# Made my decision



## b1tterwfe (Feb 22, 2016)

Sorry for the novel. ..

19 years ago I met and married my husband, I was a free spirited hippie, he was a staunch "Christian" church goer who I thought would be faithful and provide the peacefulness I craved, he immediately started changing me.. and I immediately obliged to keep what I thought was the perfect man..
Three kids later, the Internet came into the house and the whole new world of chat was introduced. .. what a perfect solution to a miserable marriage. . Talk to others. . ( that is pure sarcasm btw) we both were guilty of the thrill of others giving us attention we didn't give to each other.
He had the first affair right after I found out I was pregnant with baby #4, it went downhill from there... the loss of a job, house, car repo'd, becoming homeless and then finally losing the baby halfway through the pregnancy all within a four month span caused us to just tolerate each other. 
Several years go by, fighting more and more.. the tension in the house was unbareable at times , we both decided to give it up and get a dissolution. . Then I found out I was pregnant again.. say what you may.. but something inside me clicked.. I didn't want to raise these kids alone, especially with a newborn. . This is the man I married. . Come hell or high water I was going to make this work, no more chatting, my kids, husband and house needed me to be there 100% .. we both put our pasts behind us and started rebuilding our marriage. 
Several times he went back to chatting, would come to me in confession, I would ***** for a bit and then restart the clock and move on.. after baby #5 , he became more involved with being online, he found MySpace, and MySpace *****s.. avoiding me and the kids while he spent his life online. . Online wasn't good enough so he started meeting them irl .. 
Then the painting started. . It must be clothed models. . Then nudes. . I told him over and over the nudes destroyed me.. it killed me knowing he was looking at another woman's body, he started sneaking. . I would find out.. cry and then just shut down.. for years I would go through his phone, see conversations of how much he enjoyed being with them, how he loved their ass, tits etc. .. I would confront and the cycle started of him flipping out on me for snooping through his private stuff.. I would snoop... he would punish.. I shut down and him out.
I stopped snooping. . If I wasn't going to leave him, then why torture myself? (I do ostrich pretty well) in December of 2012 he met a woman through a friend that ended it all for me.. only I didn't know at the time.. he carried on a affair for over a year steadily. . At the beginning of 2014 he was in a car accident that left him with some cognitive damage, rendering him unable to drive or make decisions for four months, I spent those four months driving him back and forth to work, Dr appointments and to his studio to paint.. I felt like this was maybe going to work out.. but unknown to me while I was taking care of my mom who had cancer several months later he was back with the OW .. it wasn't till Christmas of 2014 that I found out of the affair .
I decided to give myself a year.. to give him a chance to change. . The whole year he was either picking up women off of craigslist or becoming emotionally involved with his nude models.. 
I don't have anymore fight in me, anxiety, depression and suicidal thoughts have plagued me since the beginning of 2015.. so in January, I made my decision. June is the month I leave.. 
My question is.. how do i stick to my guns? I'm scared ****less.. I feel like I'm so weak inside that I will just cave in and not be able to fight for this.. this is all I've ever known, and change is utterly frighteningly to me. In my strong moments I know that I've given him ten years to change and he has failed and only gotten worse. . But in those many weak dark moments I second guess myself and think that if I had not been so cold maybe he wouldn't have cheated on me over and over.. that because I have severe insecurities it's my fault. . I admit, when someone hurts me I shut down, I don't forgive very easily. 

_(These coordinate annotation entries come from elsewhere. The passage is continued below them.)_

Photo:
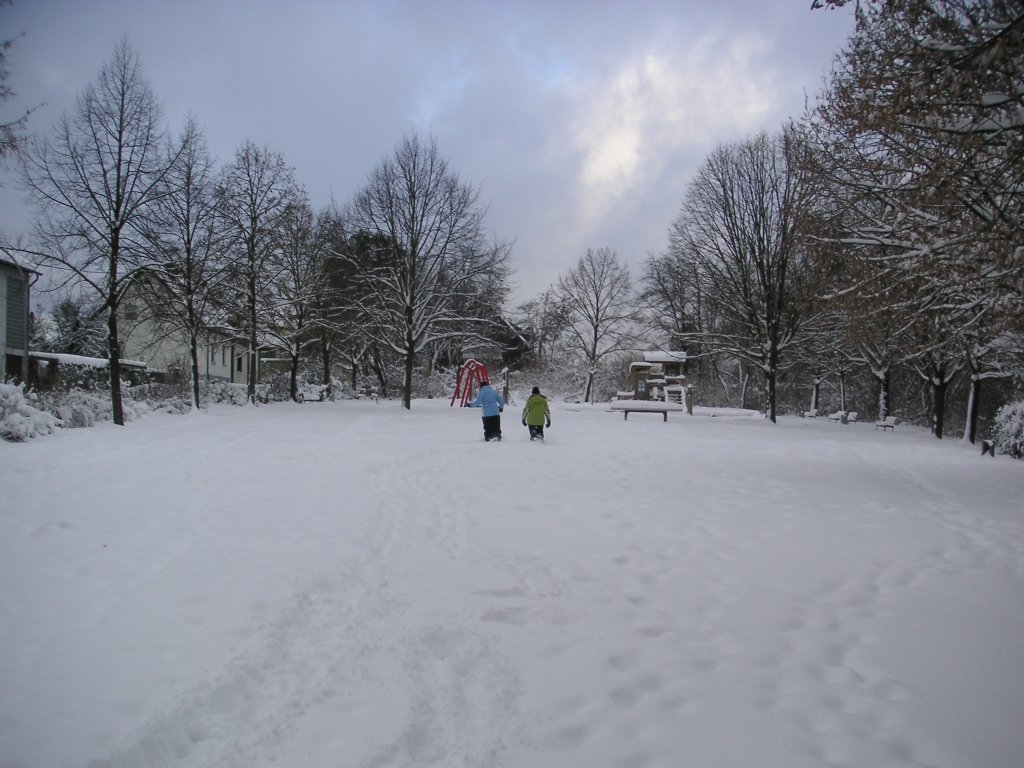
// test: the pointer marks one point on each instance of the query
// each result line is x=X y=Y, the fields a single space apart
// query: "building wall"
x=13 y=331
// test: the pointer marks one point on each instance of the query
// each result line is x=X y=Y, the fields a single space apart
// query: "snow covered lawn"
x=348 y=585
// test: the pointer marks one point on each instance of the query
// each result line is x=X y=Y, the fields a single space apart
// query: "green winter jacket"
x=536 y=411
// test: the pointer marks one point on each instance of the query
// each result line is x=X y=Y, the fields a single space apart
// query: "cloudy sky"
x=581 y=121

Sent from my SM-N900V using Tapatalk


----------



## Relationship Teacher (Jan 3, 2016)

If you make a commitment to self-happiness, then this transition will be a lot easier. You owe him nothing. You owe yourself everything. You have to have an unwavering faith in the facts. You are not happy and what you expressed is not a romantic relationship. Let him be addicted to the internet and other women. He can do it without you, he already is.


----------



## JohnA (Jun 24, 2015)

The only way to begin to break out of limbo and depression is to begin to develop and implement a plan of action. First: could you clarify the income picture as it stands today. At one point your family was broke, no car, and where homeless (4 yrs ago?). What changed? 

Write down basic info such as:

Age of children 
Current outstanding debt.
Monthly expenses 
Assets 
Income both fixed and occasional.

Study your states custody and child support laws State Specific Divorce and Custody Information - Divorce Source

If you can post results here. We can help you develop a solid plan to move forward. You might be able to find help from a women's out reach program. @EleGirl I believe has help people find help though these groups. 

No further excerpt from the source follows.